Law Center’s Brief: Our brief argues that because California’s concealed carry law does not burden the Second Amendment, it is subject to, and clearly satisfies, rational basis review. Alternatively, if the court finds that the law substantially burdens the Second Amendment, intermediate scrutiny is the proper basis for review, and the statute easily satisfies that test as well. The brief was joined by the Major Cities Chiefs Association, the Association of Prosecuting Attorneys, and San Francisco District Attorney George Gascon.

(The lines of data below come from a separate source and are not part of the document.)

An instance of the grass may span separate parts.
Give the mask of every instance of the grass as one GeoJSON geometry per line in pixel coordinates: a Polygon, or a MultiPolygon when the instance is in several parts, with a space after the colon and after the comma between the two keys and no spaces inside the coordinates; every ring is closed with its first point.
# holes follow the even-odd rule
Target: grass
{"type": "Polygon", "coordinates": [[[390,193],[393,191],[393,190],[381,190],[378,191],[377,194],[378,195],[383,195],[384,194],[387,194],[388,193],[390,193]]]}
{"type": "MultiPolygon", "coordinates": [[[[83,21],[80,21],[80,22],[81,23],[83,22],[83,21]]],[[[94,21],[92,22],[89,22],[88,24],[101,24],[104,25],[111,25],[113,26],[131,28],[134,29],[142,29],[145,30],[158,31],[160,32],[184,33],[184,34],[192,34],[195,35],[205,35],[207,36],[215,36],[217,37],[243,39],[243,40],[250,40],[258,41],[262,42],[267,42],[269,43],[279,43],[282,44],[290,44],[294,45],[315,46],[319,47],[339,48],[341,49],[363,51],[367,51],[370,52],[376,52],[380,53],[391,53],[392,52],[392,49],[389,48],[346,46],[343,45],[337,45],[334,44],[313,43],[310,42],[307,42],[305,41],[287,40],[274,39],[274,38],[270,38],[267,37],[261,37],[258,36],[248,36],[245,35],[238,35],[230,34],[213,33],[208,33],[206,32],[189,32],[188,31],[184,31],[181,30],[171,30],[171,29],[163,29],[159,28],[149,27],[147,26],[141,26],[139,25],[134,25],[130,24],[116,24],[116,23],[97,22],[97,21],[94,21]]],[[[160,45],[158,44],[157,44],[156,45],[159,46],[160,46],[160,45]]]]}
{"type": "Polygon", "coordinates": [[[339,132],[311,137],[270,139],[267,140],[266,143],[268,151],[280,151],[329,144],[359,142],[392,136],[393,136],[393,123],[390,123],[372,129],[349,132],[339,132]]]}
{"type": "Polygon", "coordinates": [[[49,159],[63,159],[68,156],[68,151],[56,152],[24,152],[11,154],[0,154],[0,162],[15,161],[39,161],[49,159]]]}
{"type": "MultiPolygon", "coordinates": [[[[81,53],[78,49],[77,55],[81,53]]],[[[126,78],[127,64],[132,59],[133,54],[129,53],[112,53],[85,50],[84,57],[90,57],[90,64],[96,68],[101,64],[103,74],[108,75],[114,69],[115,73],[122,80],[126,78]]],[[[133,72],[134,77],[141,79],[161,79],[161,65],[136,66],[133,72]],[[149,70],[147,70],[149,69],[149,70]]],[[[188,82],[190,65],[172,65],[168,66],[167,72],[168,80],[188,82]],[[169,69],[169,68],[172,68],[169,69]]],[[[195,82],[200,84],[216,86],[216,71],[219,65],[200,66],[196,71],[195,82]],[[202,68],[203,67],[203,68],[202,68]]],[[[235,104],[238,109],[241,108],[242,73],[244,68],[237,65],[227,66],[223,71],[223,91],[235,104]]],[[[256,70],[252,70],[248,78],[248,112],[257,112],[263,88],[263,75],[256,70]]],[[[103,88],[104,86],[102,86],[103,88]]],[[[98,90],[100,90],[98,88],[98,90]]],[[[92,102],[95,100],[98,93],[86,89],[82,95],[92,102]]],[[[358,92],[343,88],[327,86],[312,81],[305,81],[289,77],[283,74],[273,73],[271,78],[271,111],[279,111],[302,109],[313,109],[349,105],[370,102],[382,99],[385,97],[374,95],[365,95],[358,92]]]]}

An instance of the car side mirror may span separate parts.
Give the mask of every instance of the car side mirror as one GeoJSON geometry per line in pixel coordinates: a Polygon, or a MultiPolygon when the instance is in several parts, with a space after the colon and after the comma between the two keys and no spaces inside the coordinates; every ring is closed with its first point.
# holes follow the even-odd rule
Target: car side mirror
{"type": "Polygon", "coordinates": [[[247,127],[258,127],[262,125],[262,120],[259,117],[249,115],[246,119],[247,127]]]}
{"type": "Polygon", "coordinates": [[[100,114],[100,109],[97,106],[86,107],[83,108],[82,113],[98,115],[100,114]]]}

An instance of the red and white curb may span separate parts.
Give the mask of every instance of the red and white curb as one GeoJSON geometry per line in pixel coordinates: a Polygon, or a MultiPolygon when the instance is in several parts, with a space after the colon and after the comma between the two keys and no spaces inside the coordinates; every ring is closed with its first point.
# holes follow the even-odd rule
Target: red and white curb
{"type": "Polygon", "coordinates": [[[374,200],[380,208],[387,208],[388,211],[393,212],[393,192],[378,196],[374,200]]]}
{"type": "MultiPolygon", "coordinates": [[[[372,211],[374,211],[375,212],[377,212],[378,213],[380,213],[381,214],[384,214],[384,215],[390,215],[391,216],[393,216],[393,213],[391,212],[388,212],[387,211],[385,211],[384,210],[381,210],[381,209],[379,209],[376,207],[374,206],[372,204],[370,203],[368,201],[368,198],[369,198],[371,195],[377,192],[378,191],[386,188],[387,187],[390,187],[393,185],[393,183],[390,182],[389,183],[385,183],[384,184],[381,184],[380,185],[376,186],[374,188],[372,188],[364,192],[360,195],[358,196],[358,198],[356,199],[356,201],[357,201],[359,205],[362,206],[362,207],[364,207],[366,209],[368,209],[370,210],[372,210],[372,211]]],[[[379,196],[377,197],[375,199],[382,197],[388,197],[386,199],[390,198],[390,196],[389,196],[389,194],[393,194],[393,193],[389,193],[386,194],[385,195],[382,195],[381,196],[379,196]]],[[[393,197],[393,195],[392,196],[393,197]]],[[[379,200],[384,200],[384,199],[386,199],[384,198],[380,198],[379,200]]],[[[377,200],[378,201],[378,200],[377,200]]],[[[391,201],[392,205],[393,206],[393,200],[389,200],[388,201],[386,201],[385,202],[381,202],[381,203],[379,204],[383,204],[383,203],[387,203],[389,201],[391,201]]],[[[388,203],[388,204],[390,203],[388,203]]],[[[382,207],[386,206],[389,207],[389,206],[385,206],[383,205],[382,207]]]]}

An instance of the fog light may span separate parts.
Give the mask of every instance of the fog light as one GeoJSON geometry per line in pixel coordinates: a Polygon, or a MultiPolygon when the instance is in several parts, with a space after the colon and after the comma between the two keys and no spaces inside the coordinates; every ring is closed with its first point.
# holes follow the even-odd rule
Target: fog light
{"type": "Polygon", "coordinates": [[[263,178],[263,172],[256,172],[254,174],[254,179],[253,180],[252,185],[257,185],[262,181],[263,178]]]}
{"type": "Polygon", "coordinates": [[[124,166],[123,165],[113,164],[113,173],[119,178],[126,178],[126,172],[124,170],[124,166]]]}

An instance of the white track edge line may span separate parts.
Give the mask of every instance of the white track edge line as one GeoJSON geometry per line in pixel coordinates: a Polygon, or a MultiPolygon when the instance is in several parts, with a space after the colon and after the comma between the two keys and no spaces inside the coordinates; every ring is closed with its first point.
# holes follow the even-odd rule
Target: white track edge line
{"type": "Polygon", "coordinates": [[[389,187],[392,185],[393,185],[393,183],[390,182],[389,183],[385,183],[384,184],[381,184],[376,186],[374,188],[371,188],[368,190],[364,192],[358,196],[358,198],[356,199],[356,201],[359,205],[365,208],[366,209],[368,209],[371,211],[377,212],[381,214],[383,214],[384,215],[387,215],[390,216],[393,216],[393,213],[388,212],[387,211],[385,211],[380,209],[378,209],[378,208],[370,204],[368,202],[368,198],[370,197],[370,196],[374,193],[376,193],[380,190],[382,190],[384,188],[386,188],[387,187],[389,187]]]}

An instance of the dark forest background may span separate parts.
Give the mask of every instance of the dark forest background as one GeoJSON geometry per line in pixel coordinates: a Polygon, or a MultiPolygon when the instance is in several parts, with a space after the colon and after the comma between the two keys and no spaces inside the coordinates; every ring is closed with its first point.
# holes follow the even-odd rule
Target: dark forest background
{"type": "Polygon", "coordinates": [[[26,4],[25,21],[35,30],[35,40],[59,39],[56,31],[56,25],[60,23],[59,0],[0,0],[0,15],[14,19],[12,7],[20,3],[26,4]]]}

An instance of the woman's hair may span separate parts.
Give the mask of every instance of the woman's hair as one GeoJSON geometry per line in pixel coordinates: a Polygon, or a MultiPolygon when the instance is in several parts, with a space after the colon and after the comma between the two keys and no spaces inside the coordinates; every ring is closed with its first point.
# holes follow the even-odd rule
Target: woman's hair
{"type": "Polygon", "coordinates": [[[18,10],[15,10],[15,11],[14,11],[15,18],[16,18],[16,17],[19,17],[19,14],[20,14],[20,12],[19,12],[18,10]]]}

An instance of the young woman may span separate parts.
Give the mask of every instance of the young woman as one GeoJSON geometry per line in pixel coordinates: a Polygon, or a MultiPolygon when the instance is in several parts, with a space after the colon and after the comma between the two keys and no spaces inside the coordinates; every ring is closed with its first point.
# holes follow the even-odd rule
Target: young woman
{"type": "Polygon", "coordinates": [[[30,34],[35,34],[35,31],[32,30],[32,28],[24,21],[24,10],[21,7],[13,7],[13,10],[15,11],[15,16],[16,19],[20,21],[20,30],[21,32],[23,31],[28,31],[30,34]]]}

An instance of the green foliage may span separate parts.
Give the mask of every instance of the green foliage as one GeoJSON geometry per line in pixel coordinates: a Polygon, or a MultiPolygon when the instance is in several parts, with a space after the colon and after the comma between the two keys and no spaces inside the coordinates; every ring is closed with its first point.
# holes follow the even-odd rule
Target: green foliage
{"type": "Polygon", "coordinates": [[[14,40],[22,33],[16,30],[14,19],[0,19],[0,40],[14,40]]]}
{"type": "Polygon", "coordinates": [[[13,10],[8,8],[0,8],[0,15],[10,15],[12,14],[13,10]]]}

The court found that the District of Columbia v. Heller decision does not invalidate California’s concealed carry “good cause” policy because the Second Amendment does not create a fundamental right to carry a concealed weapon in public. Because the policy does not “substantially burden” a constitutionally-protected right, the court applied rational basis review and found that the state law provision bears a reasonable relationship to a legitimate governmental interest to regulate concealed firearms. Furthermore, the court refused to invalidate the policy as facially unconstitutional because plaintiffs failed to demonstrate that there are no circumstances under which a permit may be issued to someone who demonstrates good cause and good moral character.